🤖 AI Summary
Existing chain-of-thought distillation methods struggle to effectively transfer the teacher model’s dynamic attention to critical information during reasoning, thereby limiting the student model’s capacity for complex inference. This work proposes a novel distillation framework that introduces, for the first time, a stepwise attention mechanism to explicitly transfer the teacher’s dynamic attention trajectory to the student model. Furthermore, a hybrid-layer module is designed to enable cross-model dynamic alignment across network depths, guiding the student to progressively focus on salient reasoning cues. The proposed approach significantly enhances the performance of compact models across multiple mathematical and commonsense reasoning benchmarks, demonstrating its effectiveness in strengthening complex reasoning capabilities.
📝 Abstract
The significant computational demands of large language models have increased interest in distilling reasoning abilities into smaller models via Chain-of-Thought (CoT) distillation.
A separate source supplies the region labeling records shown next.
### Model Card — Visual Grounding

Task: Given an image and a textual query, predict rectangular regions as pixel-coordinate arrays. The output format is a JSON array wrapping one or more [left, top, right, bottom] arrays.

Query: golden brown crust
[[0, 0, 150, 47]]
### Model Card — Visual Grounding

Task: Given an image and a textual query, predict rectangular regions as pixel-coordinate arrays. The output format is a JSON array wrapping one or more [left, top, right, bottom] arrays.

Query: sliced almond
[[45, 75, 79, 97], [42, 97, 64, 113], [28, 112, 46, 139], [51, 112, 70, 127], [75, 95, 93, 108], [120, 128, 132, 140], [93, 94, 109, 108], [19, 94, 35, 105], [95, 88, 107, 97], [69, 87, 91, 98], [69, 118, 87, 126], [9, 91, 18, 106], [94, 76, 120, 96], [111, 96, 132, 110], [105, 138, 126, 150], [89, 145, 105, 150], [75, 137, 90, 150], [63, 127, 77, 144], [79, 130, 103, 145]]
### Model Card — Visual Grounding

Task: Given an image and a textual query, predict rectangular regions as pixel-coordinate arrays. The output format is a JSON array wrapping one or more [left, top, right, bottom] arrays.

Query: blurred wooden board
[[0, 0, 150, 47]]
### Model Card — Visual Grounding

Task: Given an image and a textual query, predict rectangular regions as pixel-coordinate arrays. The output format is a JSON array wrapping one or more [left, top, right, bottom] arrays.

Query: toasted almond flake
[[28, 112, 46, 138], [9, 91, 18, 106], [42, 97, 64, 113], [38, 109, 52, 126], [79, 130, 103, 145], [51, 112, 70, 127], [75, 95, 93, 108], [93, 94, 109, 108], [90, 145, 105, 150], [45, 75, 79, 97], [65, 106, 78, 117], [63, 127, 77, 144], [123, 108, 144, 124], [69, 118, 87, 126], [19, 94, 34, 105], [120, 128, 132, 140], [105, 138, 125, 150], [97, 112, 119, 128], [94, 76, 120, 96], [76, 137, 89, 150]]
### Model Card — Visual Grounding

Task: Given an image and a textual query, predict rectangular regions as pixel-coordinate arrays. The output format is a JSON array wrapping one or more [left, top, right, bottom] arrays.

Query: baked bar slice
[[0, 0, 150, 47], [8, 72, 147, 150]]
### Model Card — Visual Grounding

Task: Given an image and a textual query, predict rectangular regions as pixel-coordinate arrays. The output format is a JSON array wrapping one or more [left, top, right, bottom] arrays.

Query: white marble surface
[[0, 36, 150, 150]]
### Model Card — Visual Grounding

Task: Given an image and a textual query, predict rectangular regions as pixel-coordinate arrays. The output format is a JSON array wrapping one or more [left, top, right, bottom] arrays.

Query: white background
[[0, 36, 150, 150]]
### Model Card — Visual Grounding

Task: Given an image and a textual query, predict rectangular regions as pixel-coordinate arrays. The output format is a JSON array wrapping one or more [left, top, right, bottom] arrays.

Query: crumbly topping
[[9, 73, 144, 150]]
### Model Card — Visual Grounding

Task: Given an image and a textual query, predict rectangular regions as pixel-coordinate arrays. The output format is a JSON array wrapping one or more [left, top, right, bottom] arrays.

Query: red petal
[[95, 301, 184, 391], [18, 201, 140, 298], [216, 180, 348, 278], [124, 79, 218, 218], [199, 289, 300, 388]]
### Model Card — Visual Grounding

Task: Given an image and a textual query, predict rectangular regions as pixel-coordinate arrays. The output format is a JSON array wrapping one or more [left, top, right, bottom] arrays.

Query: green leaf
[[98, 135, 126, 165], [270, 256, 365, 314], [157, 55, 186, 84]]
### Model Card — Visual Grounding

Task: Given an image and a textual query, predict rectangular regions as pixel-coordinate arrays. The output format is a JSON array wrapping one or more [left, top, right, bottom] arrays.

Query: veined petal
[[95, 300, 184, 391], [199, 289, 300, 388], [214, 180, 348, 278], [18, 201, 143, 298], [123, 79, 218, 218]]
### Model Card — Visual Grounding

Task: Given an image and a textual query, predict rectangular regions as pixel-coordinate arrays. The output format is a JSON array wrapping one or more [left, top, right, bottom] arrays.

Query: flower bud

Current CoT distillation methods mainly focus on transferring teacher-generated rationales for complex reasoning to student models. However, they do not adequately explore teachers' dynamic attention toward critical information during reasoning. We find that language models exhibit progressive attention shifts towards key information during reasoning, which implies essential clues for drawing conclusions. Building on this observation and analysis, we introduce a novel CoT distillation framework that transfers the teacher's stepwise attention on key information to the student model. This establishes structured guidance for the student's progressive concentration on key information during reasoning. More importantly, we develop a Mixture of Layers module enabling dynamic alignment that adapts to different layers between the teacher and student. Our method achieves consistent performance improvements across multiple mathematical and commonsense reasoning datasets. To our knowledge, it is the first method to leverage stepwise attention within CoT distillation to improve small model reasoning.